‘Liberator of Bulgaria’ – An Irishman’s Diary on the journalist Januarius Aloysius MacGahan
Januarius Aloysius MacGahan: one of the most influential journalists of the 19th century
A plain granite monument in a cemetery in New Lexington in Perry County, Ohio, bears the inscription “MacGahan – Liberator of Bulgaria”. It stands over the grave of an Irish-American who became one of the most influential journalists of the 19th century.
Januarius Aloysius MacGahan was born near New Lexington 175 years ago on June 12, 1844, to a Co Derry man who had been a sailor on the ship that had taken Napoleon to St Helena and had later emigrated to America with his second wife Esther Dempsey, who was of Irish descent.
As a youth, he was mentored by Gen Philip Sheridan, of Co Cavan stock, who was also brought up in Perry County and was, according to some accounts, a cousin.
Acting on Sheridan’s advice to broaden his experience, he travelled to Europe in June 1868, and spent two years travelling and learning languages.
In July 1870, as he was out of funds and about to return home, the Franco-Prussian war broke out, and Sheridan, who had arrived in Paris as an observer for the American War Department, introduced him to journalists in his entourage.
His ability to speak French helped him to source his own stories, and soon he was employed directly by James Gordon Bennett, the eccentric editor of the New York Herald.
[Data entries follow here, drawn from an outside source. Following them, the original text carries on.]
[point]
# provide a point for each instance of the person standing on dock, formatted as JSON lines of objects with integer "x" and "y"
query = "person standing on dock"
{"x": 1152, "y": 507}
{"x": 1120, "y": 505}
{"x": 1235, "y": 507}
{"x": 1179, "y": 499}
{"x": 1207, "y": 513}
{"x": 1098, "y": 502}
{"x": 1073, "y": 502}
When the war ended in January 1871 with the defeat of France, Paris was in chaos and he barely escaped execution during the subsequent brief regime of the Paris Commune.
In 1872 he covered the Third Carlist War in Spain for the Herald but it was an initiative in 1873 that established him as an outstanding reporter.
When the tsar of Russia decided to extend his control of Central Asia by seizing the khanate of Khiva, journalists were forbidden to go to the area but MacGahan disobeyed and travelled 600 miles on horseback from St Petersburg in time to observe its capture. The Russians were so impressed by his audacity that they allowed him to report unmolested.
He penned vivid dispatches about the slaughter of up to 30,000 people, and his reports are disturbing to read, even today
In 1875, Bennett financed an expedition to discover the Northwest Passage between the North Atlantic and Pacific oceans, and MacGahan was sent along to cover it, but the attempt failed and he returned to Europe.
Early in 1876, when the two men quarrelled about his possible involvement in a second attempt at finding the Passage, he resigned from the Herald and joined the London Daily News.
This paper sent him to Bulgaria, then part of the Ottoman Empire, to investigate stories of atrocities being committed by the exotically named but cruel and undisciplined Bashi Bozouks or “Crazy Heads”, Turkish mercenaries employed to crush Bulgarian nationalists after a failed revolt in April.
During the following months, with the assistance of Eugene Schuyler, the American consul-general in Constantinople, he penned vivid dispatches about the slaughter of up to 30,000 people, and his reports are disturbing to read, even today, because, as he wrote, “certain things are too horrible to allow anything like calm enquiry, things the vileness of which the eye refuses to look upon and which the mind refuses to contemplate”.
During the communist era, Bulgaria played down his role but last year the Sophia government gave him posthumously the Order of the Golden Laurel Bough
At the time, the great issue in European politics was the “Eastern Question”, which centred on the fear that the balance of power on the continent would be disturbed if Russia took advantage of the weakness of the Ottoman Empire. Great Britain was an ally of the Ottoman Empire and MacGahan’s reports weren’t welcomed by prime minister Benjamin Disraeli, but when the Liberal leader William Gladstone used the journalist’s work for a pamphlet, The Bulgarian Horrors and the Question of the East, that sold 200,000 copies, public opinion turned strongly against the Turks. As a result, when Russia declared war on the Ottoman Empire on April 24th, 1877, Britain remained neutral because of what Disraeli described as “the state of public feeling”.
Meanwhile, MacGahan was fortunate that he had become friendly with the Russian commander Mikhail Skobelev when they were both in Khiva and he was embedded with the army and able to cover every battle. He was also present at the signing of the treaty of San Stefano on March 3rd, 1878, which ended the war and granted most of Bulgaria, which had been under Turkish rule for 500 years, the status of an autonomous principality.
Two months later, he contracted typhus in Constantinople and died. A career which has often been compared with that of Tallaght-born William Howard Russell, the famous war correspondent of the London Times, had only lasted seven years.
In 1884, the American government repatriated his remains at the request of the Ohio legislature, and each June he is remembered in New Lexington.
During the communist era, Bulgaria played down his role but last year the Sophia government gave him posthumously the Order of the Golden Laurel Bough, the highest award of its foreign ministry.
Aloysius is a familiar enough name to Irish people of a certain vintage. But Januarius? His parents James and Esther were married in 1841 on September 19th, the feast of that fourth-century martyr. Not surprisingly, he was generally known as Jan.